F1: Alfa Romeo C42 - "polski" bolid w Formule 1
Alfa Romeo konstrukcję C42 przedstawiła
już na testach w Barcelonie, na których bolid pomalowany był w specjalny kamuflaż,
maskujący elementy samochodu. Pierwsza tura testów nie była dla Alfy zbyt
udana. Zespół trapiły problemy techniczne, przez co Robert Kubica w porannej
sesji pierwszego dnia testów pokonał zaledwie 9 okrążeń. Później wcale nie było
lepiej, zespół z Hinwil w ciągu trzech dni testowych przejechał raptem 175
kółek, co składa się na drugi najmniejszy dystans pokonany przez jakikolwiek
zespół (mniej przejechał tylko Haas – 160 okrążeń). Miejmy nadzieję, że liczba
kilometrów przejechanych w Barcelonie nie przełoży się jednak na dyspozycję
Alfy podczas tegorocznego sezonu oraz że testy w Bahrajnie będą dla
szwajcarsko-włoskiego zespołu zdecydowanie bardziej udane.

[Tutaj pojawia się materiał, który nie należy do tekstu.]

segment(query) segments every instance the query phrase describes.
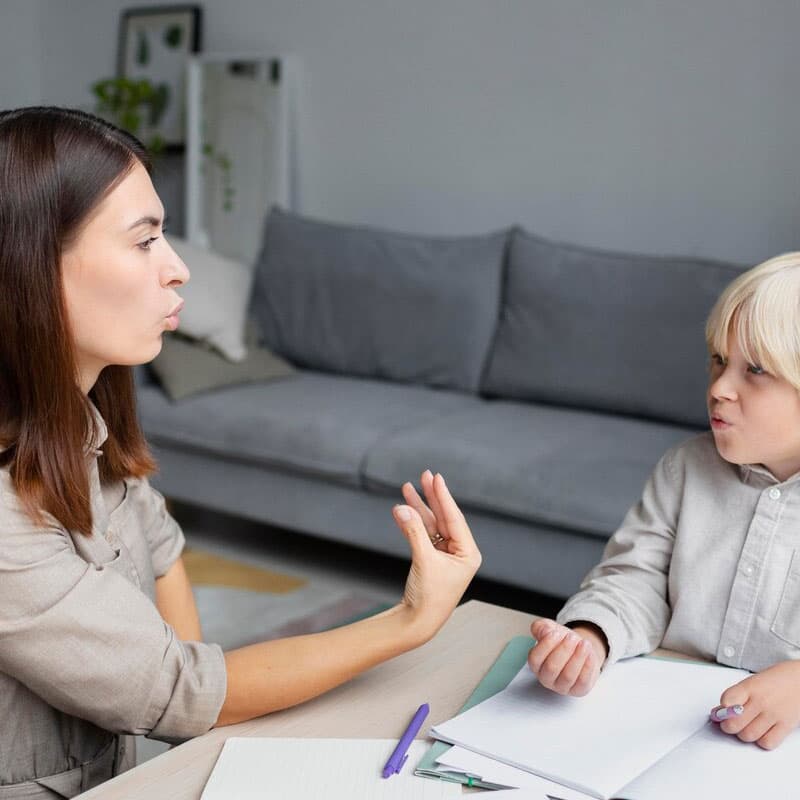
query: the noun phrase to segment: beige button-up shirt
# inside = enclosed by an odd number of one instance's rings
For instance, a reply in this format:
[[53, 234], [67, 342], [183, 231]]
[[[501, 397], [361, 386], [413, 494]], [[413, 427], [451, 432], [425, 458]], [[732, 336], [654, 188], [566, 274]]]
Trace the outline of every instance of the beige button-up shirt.
[[658, 645], [757, 672], [800, 658], [800, 473], [729, 464], [711, 433], [673, 448], [558, 615], [609, 663]]
[[95, 420], [91, 537], [35, 526], [0, 470], [0, 800], [72, 797], [131, 766], [125, 734], [204, 733], [225, 697], [222, 650], [155, 606], [183, 534], [147, 480], [101, 486]]

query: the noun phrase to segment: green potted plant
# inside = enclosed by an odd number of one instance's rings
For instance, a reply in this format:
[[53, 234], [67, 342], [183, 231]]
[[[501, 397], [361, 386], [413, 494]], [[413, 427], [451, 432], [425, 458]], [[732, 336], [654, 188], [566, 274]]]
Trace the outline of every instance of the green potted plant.
[[169, 103], [167, 84], [120, 77], [103, 78], [91, 88], [99, 116], [141, 139], [153, 155], [164, 150], [164, 139], [154, 129]]

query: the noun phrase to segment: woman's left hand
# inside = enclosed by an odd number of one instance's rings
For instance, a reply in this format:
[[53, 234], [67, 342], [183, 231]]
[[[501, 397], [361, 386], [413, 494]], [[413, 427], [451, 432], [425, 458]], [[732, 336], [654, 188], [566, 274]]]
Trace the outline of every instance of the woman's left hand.
[[740, 716], [719, 723], [721, 730], [772, 750], [800, 724], [800, 662], [781, 661], [751, 675], [726, 689], [719, 702], [744, 706]]
[[421, 476], [425, 503], [410, 483], [403, 485], [407, 505], [394, 518], [411, 545], [411, 569], [403, 604], [430, 638], [447, 621], [481, 564], [469, 525], [441, 475]]

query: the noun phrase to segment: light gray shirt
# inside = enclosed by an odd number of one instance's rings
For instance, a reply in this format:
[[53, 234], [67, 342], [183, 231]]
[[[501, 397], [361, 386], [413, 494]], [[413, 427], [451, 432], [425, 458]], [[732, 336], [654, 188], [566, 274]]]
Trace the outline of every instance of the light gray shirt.
[[800, 473], [725, 461], [713, 435], [673, 448], [558, 615], [609, 662], [659, 645], [753, 672], [800, 658]]
[[204, 733], [225, 698], [222, 650], [155, 606], [183, 534], [147, 480], [101, 486], [95, 420], [91, 536], [34, 525], [0, 470], [0, 800], [72, 797], [131, 765], [124, 734]]

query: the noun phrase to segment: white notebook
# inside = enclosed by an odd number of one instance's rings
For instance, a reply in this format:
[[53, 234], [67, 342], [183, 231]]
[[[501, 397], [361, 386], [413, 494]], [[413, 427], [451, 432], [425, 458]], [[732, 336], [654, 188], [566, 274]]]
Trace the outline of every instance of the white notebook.
[[414, 775], [415, 741], [399, 775], [381, 777], [396, 739], [227, 739], [201, 800], [446, 800], [461, 785]]
[[526, 666], [431, 734], [600, 800], [796, 797], [800, 733], [765, 751], [708, 721], [720, 694], [748, 674], [634, 658], [608, 668], [586, 697], [563, 697]]

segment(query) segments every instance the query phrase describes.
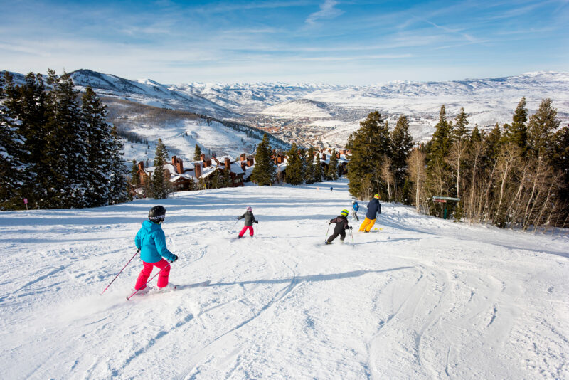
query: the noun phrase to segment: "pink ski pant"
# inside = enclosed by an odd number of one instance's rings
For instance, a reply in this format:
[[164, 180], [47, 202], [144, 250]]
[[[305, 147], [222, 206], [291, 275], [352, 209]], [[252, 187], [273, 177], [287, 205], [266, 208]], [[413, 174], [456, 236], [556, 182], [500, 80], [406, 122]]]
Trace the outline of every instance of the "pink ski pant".
[[162, 259], [156, 263], [145, 263], [143, 261], [142, 264], [144, 268], [138, 275], [134, 289], [141, 290], [147, 287], [146, 283], [148, 281], [148, 278], [150, 277], [155, 266], [159, 269], [166, 268], [158, 275], [158, 287], [164, 287], [168, 285], [168, 276], [170, 275], [170, 265], [168, 261]]
[[243, 235], [245, 235], [245, 231], [249, 230], [249, 235], [252, 236], [253, 236], [253, 226], [245, 226], [243, 227], [243, 229], [241, 230], [241, 232], [239, 233], [239, 237], [243, 238]]

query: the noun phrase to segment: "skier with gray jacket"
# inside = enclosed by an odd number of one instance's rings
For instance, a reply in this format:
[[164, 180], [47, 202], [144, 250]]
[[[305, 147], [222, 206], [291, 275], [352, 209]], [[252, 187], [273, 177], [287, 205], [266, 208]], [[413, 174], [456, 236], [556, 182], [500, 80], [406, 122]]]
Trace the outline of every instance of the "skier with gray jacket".
[[245, 226], [241, 230], [241, 232], [239, 233], [239, 236], [238, 236], [238, 239], [240, 239], [245, 235], [245, 231], [249, 230], [249, 236], [252, 238], [253, 237], [253, 223], [259, 223], [259, 221], [255, 218], [255, 216], [253, 215], [253, 209], [250, 206], [247, 208], [247, 212], [245, 212], [241, 216], [238, 216], [237, 220], [239, 219], [245, 219]]

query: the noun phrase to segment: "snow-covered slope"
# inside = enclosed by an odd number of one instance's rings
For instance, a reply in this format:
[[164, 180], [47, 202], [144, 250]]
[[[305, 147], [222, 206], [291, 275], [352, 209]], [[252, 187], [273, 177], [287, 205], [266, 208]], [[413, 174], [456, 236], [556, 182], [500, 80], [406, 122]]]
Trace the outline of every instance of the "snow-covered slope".
[[326, 105], [319, 102], [299, 99], [267, 107], [261, 112], [264, 115], [284, 117], [330, 117]]
[[149, 79], [129, 80], [90, 70], [78, 70], [70, 73], [80, 88], [91, 86], [100, 96], [115, 97], [162, 108], [190, 111], [218, 117], [236, 117], [231, 112], [199, 95], [173, 91], [166, 85]]
[[[0, 213], [1, 377], [569, 377], [566, 231], [471, 226], [384, 204], [381, 230], [324, 246], [346, 187]], [[171, 280], [211, 285], [127, 302], [137, 258], [100, 295], [159, 204], [180, 256]], [[233, 240], [248, 206], [256, 236]]]

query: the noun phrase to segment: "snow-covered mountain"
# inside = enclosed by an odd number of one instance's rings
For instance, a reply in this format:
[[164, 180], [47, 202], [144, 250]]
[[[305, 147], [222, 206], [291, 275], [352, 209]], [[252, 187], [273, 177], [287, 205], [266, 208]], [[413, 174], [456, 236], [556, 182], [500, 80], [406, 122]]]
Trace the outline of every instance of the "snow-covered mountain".
[[[383, 204], [377, 230], [350, 221], [353, 240], [324, 246], [350, 201], [345, 179], [176, 193], [170, 280], [211, 284], [130, 301], [137, 255], [100, 293], [156, 201], [0, 213], [0, 377], [569, 378], [566, 230]], [[236, 241], [249, 206], [255, 236]]]
[[80, 88], [91, 86], [100, 96], [117, 97], [161, 108], [189, 111], [215, 117], [238, 117], [239, 115], [196, 94], [172, 90], [149, 79], [129, 80], [90, 70], [70, 73]]

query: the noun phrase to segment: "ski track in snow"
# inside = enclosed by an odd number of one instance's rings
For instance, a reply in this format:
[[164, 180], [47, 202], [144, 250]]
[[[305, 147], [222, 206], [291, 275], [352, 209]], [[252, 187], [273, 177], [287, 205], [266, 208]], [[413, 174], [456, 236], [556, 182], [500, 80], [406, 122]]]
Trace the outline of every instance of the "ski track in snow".
[[[341, 180], [0, 213], [0, 377], [569, 378], [567, 231], [383, 204], [381, 230], [324, 246], [349, 202]], [[171, 280], [211, 284], [127, 302], [135, 258], [100, 295], [158, 204]], [[255, 236], [236, 240], [248, 206]]]

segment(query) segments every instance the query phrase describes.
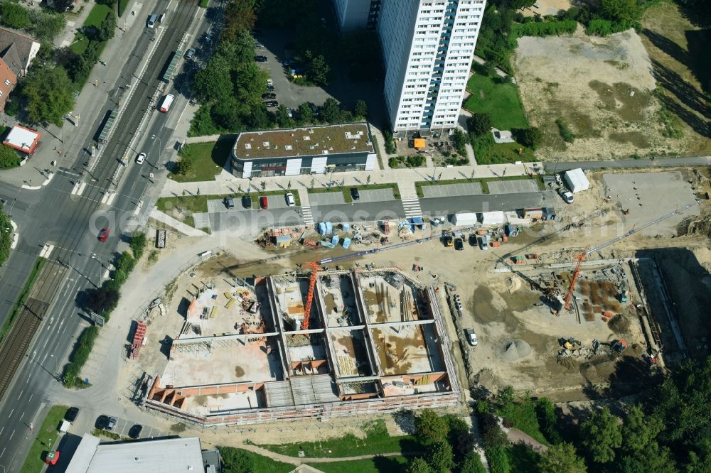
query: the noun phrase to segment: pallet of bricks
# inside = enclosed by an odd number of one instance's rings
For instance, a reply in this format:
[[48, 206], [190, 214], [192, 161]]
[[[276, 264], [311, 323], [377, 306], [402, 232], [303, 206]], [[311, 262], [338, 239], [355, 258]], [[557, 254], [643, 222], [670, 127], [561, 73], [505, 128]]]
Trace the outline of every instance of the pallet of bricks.
[[134, 332], [133, 343], [131, 344], [131, 352], [129, 357], [131, 359], [138, 358], [138, 354], [143, 346], [143, 339], [146, 337], [146, 322], [139, 320], [136, 322], [136, 331]]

Nie chcemy, aby bolid przyodziany w tak urodziwe barwy podróżował w ogonie stawki. Trzeba przyznać, że Alfa z roku na rok serwuje nam coraz to lepsze projekty oklejenia, a w tym sezonie zdecydowali się na "polskie barwy". Nawet kołpaki zostały pomalowane w biało-czerwone akcenty. Nie twierdzę jednak, że jest to w pełni świadomy zabieg albo część zobowiązań wobec polskiego Orlenu. Projektanci Alfy raczej starali się ubrać C42 w tradycyjne barwy Alfy Romeo, ale chcąc nie chcąc tegoroczne malowanie wyszło im, jakby specjalnie chcieli podkreślić udział polskiego przedsiębiorstwa oraz Roberta Kubicy w swoim sukcesie.
Trzymamy
zatem kciuki za tegoroczny bolid Alfy oraz jej kierowców, aby mogli w
sezonie 2022 powalczyć w środku stawki z innymi mocnymi zespołami.